Demo kali ini masih diikuti ribuan warga yang terdiri dari laki-laki dan perempuan hingga anak-anak. Mereka menyuarakan permintaan membebaskan lahan mereka dari skema hutan tanaman rakyat yang dinilai merugikan mereka. Selain itu para pendemo juga meminta dua warga mereka yang ditahan polisi dibebaskan.
Sebagian warga tampak mengenakan jas hujan, sementara yang lainnya tetap bertahan meski berbasah-basahan. Hujan yang semakin deras tak membuat warga surut. Terpal plastik dibentangkan agar sebagian warga bisa berteduh.

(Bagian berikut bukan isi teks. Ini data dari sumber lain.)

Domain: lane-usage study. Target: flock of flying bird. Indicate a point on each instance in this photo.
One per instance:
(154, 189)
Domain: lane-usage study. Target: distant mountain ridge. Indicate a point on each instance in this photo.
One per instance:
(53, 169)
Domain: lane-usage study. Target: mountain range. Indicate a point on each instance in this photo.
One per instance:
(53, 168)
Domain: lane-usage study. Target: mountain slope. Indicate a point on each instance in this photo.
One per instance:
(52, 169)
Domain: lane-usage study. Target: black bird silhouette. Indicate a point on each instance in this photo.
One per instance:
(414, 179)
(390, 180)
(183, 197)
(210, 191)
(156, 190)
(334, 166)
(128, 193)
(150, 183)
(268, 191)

“Pantang pulang sebelum menang,” ucap seorang orator dari BEM Sumatera Barat yang ikut mengawal unjuk rasa warga ini.
Salah satu warga Air Bangis, Tia (30) mengatakan aksi demo itu hanya untuk menyampaikan aspirasi mereka kepada Gubernur Sumbar Mahyeldi. Ia mau Gubernur menemui langsung para warga agar warga tidak perlu berlama-lama dan menyudahi aksi demo secepatnya.
“Apa perlu kami berminggu-minggu di sini. Kami cuma ingin menyampaikan aspirasi kami ke Bapak Gubernur. Kami ingin Bapak Gubernur menemui kami,” katanya.

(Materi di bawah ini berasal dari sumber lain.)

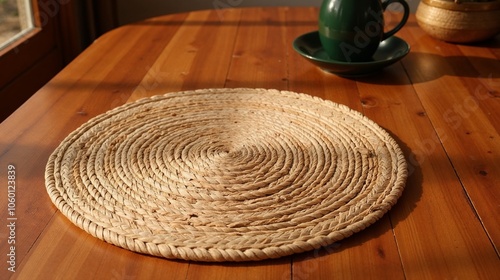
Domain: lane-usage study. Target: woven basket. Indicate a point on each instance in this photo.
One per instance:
(464, 22)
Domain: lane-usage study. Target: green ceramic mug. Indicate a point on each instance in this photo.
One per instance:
(351, 30)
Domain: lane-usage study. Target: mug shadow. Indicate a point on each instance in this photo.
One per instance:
(424, 67)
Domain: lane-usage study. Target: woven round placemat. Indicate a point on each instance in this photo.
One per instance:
(226, 174)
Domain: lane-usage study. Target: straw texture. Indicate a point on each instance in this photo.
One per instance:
(226, 174)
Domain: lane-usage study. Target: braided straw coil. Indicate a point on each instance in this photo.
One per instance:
(226, 174)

Kordinator lapangan aksi damai masyarakat Air Bangis, Haris Ritonga (36) mengatakan, permasalahan di nagarinya sudah berlangsung lama. Ia bersama sekitar 4.000 jiwa lainnya tinggal di hutan kawasan secara turun-temurun sejak 1970-an. Namun tiba-tiba saja, pada tahun 2016, muncul Program Hak Tanaman Rakyat (HTR) di perkebunan mereka tersebut.
“Sejak itu, muncul masalah bertubi-tubi, puncaknya kemarin, masyarakat yang sedang panen ditangkap. Coba bapak bayangkan kami sudah puluhan tahun hidup di sana, hutan belantara dengan kayu-kayu yang besar kami buka untuk menanami kebun. Lalu kenapa disaat sudah berhasil itu semua dijadikan HTR,” ungkap Haris.